Student Teaching in the New Millenium

A Nation Of Peoples (5772 Vayigash)

In Genesis on January 1, 2012 at 5:45 pm

I don’t pick and choose
What veggies are on my plate.
They’re all good for me.

Ezekiel 37.15-28
Genesis 44.18-47.27

The prophet Exekiel prophecies the unification of the Israelites. If this is so, why is emphasis placed on the language of many and not one? Ezekiel says…

Of Judah and the Israelites associated with him
Of Joseph — the stick of Ephraim — and all the House of Israel associated with him. (37.16)

Thus said the Lord GOD: I am going to take the stick of Joseph — which is in the hand of Ephraim — and of the tribes of Israel associated with him, and I will place the stick of Judah upon it and make them into one stick; they shall be joined in My hand. (37.19)

The prophet takes special care to even celebrate the diversity of the people in anticipation of this unification.
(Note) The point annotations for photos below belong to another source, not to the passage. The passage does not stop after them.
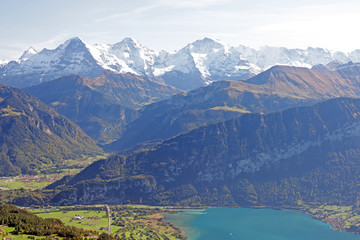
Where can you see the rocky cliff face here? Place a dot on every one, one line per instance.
(197, 64)
(308, 153)
(276, 89)
(33, 135)
(101, 106)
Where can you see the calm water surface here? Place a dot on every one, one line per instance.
(254, 224)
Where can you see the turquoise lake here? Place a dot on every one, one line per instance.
(254, 224)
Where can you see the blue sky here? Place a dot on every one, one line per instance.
(171, 24)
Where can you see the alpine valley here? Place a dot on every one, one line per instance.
(207, 125)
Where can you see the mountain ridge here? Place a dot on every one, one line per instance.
(194, 65)
(101, 106)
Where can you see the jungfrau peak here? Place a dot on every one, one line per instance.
(27, 54)
(197, 64)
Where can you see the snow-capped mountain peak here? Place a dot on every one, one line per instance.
(27, 54)
(197, 64)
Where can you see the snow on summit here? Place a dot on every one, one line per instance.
(198, 63)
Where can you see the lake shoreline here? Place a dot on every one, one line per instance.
(305, 209)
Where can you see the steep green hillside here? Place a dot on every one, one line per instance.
(276, 89)
(33, 135)
(102, 106)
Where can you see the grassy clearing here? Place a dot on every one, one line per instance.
(231, 109)
(50, 175)
(8, 234)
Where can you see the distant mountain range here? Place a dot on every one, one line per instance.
(276, 89)
(195, 65)
(34, 136)
(101, 106)
(308, 154)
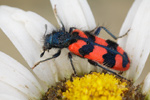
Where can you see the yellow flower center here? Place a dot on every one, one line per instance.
(95, 86)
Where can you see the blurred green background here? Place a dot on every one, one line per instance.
(109, 13)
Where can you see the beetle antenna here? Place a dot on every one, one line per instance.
(55, 12)
(42, 53)
(45, 30)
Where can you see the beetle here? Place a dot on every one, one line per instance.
(86, 45)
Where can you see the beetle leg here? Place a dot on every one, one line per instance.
(54, 56)
(70, 57)
(96, 64)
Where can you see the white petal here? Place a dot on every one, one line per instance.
(74, 13)
(146, 86)
(137, 45)
(17, 76)
(11, 91)
(128, 22)
(25, 30)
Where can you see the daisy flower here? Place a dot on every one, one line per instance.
(25, 29)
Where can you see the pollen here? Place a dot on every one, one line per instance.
(95, 86)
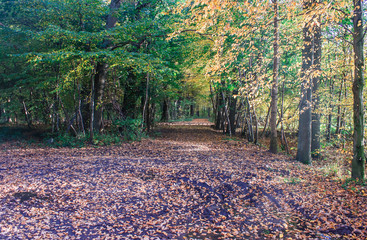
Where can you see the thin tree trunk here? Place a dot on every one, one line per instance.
(359, 159)
(305, 118)
(338, 119)
(227, 115)
(266, 122)
(274, 91)
(145, 120)
(315, 138)
(328, 134)
(92, 107)
(256, 135)
(101, 70)
(165, 111)
(283, 137)
(232, 113)
(27, 115)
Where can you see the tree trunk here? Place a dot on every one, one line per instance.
(227, 115)
(101, 70)
(165, 111)
(146, 107)
(232, 112)
(274, 91)
(92, 108)
(315, 143)
(305, 118)
(328, 132)
(358, 162)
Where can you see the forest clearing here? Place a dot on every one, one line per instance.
(183, 119)
(191, 182)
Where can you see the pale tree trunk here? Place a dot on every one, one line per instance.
(274, 91)
(358, 162)
(305, 119)
(315, 142)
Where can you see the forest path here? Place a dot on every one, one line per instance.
(189, 182)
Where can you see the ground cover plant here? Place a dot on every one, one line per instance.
(189, 182)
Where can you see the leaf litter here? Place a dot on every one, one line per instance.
(191, 182)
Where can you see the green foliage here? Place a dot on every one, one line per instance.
(67, 140)
(129, 129)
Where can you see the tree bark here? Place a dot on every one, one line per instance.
(305, 118)
(274, 91)
(165, 111)
(101, 70)
(315, 143)
(359, 159)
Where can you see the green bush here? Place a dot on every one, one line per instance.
(130, 129)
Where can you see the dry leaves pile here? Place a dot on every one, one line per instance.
(189, 183)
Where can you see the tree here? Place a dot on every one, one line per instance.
(274, 91)
(315, 126)
(305, 119)
(359, 158)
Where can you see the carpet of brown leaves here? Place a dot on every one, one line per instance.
(191, 182)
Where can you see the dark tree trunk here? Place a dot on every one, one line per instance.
(305, 118)
(165, 111)
(99, 85)
(274, 91)
(192, 110)
(232, 113)
(101, 71)
(218, 118)
(328, 133)
(359, 159)
(315, 143)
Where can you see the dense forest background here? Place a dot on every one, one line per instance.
(94, 70)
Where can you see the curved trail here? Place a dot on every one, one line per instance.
(190, 182)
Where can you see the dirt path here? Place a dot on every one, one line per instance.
(190, 182)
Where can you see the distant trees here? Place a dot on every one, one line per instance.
(359, 158)
(91, 66)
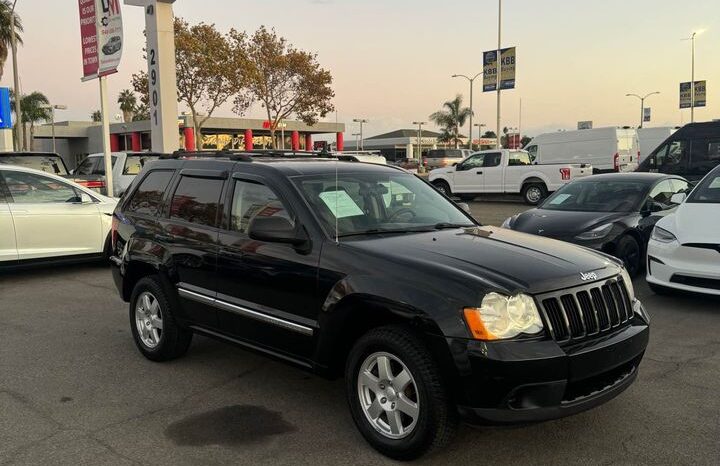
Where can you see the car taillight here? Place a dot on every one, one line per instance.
(113, 232)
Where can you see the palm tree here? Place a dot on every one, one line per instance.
(452, 116)
(127, 102)
(33, 110)
(6, 31)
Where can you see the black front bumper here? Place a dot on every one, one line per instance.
(529, 381)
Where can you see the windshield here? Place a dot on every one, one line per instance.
(367, 203)
(597, 196)
(47, 163)
(708, 191)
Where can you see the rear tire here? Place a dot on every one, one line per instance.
(534, 193)
(412, 383)
(152, 322)
(630, 252)
(443, 187)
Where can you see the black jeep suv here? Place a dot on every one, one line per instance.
(367, 271)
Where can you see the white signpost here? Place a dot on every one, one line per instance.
(162, 79)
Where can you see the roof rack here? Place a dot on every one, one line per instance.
(247, 156)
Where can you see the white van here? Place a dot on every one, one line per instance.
(651, 138)
(606, 149)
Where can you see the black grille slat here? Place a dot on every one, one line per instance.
(590, 317)
(577, 329)
(595, 309)
(556, 319)
(601, 308)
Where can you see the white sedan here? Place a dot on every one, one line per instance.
(684, 248)
(46, 217)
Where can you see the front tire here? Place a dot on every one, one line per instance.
(152, 322)
(534, 193)
(396, 394)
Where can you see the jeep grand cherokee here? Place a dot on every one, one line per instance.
(367, 272)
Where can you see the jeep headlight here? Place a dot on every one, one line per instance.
(500, 317)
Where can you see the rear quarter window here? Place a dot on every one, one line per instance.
(147, 198)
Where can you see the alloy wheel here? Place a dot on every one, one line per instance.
(388, 395)
(148, 319)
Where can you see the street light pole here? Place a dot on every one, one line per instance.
(642, 104)
(472, 111)
(361, 121)
(497, 134)
(419, 123)
(16, 80)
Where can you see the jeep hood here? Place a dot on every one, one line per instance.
(500, 258)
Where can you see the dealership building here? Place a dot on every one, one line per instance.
(76, 139)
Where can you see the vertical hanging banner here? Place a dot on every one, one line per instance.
(507, 68)
(490, 71)
(101, 35)
(700, 95)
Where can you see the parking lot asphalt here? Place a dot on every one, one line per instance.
(75, 390)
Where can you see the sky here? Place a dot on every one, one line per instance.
(392, 60)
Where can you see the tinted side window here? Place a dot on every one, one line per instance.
(147, 199)
(196, 200)
(29, 188)
(86, 166)
(252, 200)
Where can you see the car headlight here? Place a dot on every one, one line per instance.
(662, 235)
(500, 317)
(628, 284)
(596, 233)
(508, 222)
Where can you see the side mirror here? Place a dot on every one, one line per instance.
(678, 198)
(276, 230)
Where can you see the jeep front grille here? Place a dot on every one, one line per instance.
(585, 311)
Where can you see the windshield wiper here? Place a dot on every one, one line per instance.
(448, 225)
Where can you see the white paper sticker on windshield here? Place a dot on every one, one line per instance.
(560, 198)
(340, 204)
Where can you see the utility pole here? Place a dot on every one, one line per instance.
(361, 121)
(499, 68)
(16, 80)
(642, 104)
(420, 124)
(471, 106)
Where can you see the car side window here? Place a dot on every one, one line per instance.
(86, 166)
(492, 160)
(147, 198)
(250, 200)
(30, 188)
(474, 161)
(661, 193)
(197, 200)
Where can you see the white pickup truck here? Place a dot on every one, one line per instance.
(505, 171)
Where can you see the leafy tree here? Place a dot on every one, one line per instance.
(210, 68)
(286, 81)
(452, 116)
(128, 104)
(32, 110)
(6, 31)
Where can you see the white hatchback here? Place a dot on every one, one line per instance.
(44, 216)
(684, 248)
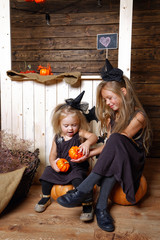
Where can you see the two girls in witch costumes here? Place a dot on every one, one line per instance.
(122, 157)
(71, 129)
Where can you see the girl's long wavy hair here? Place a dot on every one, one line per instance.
(129, 103)
(63, 110)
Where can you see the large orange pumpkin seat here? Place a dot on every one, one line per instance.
(59, 190)
(118, 196)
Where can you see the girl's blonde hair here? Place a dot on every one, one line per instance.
(63, 110)
(129, 104)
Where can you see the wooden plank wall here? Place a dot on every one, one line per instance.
(69, 44)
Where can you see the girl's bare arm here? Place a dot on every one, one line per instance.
(137, 123)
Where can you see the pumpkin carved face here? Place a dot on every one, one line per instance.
(44, 71)
(59, 190)
(74, 152)
(63, 165)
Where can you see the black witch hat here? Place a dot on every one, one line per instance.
(76, 103)
(108, 73)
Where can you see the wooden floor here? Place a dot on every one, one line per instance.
(140, 222)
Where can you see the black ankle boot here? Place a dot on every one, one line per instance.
(104, 220)
(74, 198)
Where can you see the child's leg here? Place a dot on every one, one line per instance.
(104, 219)
(45, 200)
(87, 208)
(106, 186)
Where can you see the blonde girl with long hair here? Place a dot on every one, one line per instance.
(122, 157)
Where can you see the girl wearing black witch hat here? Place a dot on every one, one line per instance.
(71, 129)
(122, 157)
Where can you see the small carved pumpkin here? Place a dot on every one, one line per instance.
(59, 190)
(63, 165)
(118, 196)
(74, 152)
(40, 1)
(44, 71)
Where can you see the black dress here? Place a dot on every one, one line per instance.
(76, 170)
(124, 159)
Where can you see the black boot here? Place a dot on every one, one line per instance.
(74, 198)
(104, 220)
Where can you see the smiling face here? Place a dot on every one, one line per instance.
(111, 99)
(69, 125)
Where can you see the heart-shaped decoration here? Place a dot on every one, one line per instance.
(105, 41)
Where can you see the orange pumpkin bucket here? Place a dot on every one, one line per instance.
(74, 152)
(63, 165)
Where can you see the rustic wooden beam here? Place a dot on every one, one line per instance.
(125, 36)
(5, 64)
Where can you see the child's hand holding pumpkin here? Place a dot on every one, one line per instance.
(54, 165)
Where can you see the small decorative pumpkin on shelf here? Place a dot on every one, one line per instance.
(74, 152)
(63, 165)
(45, 70)
(59, 190)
Then they shall be My people, and I will be their God. (37.23) Why does Ezekiel do this?

Ezekiel recognizes the sanctity of the individual. His is possibly one of the most individualistic ministries of the prophets, marked by odd statements and visions and, legend says, seizuring in public. Ezekiel’s relationship with us is an apt allegory for our own relationships with others: how often do other’s behaviors make no sense to you? How often do our own behaviors make no sense to other people? Ezekiel doesn’t discuss the unification of the people at the hip as an utterly collective body, homogenized by some epic religious spiritual lobotomy. He advocates the unification of the people in peace, and in celebration of our differences towards common purposes.

Isn’t marriage an exercise in this idea? How about procreation?

Ezekiel’s question for the parsha is this. Does the people include the people of Egypt?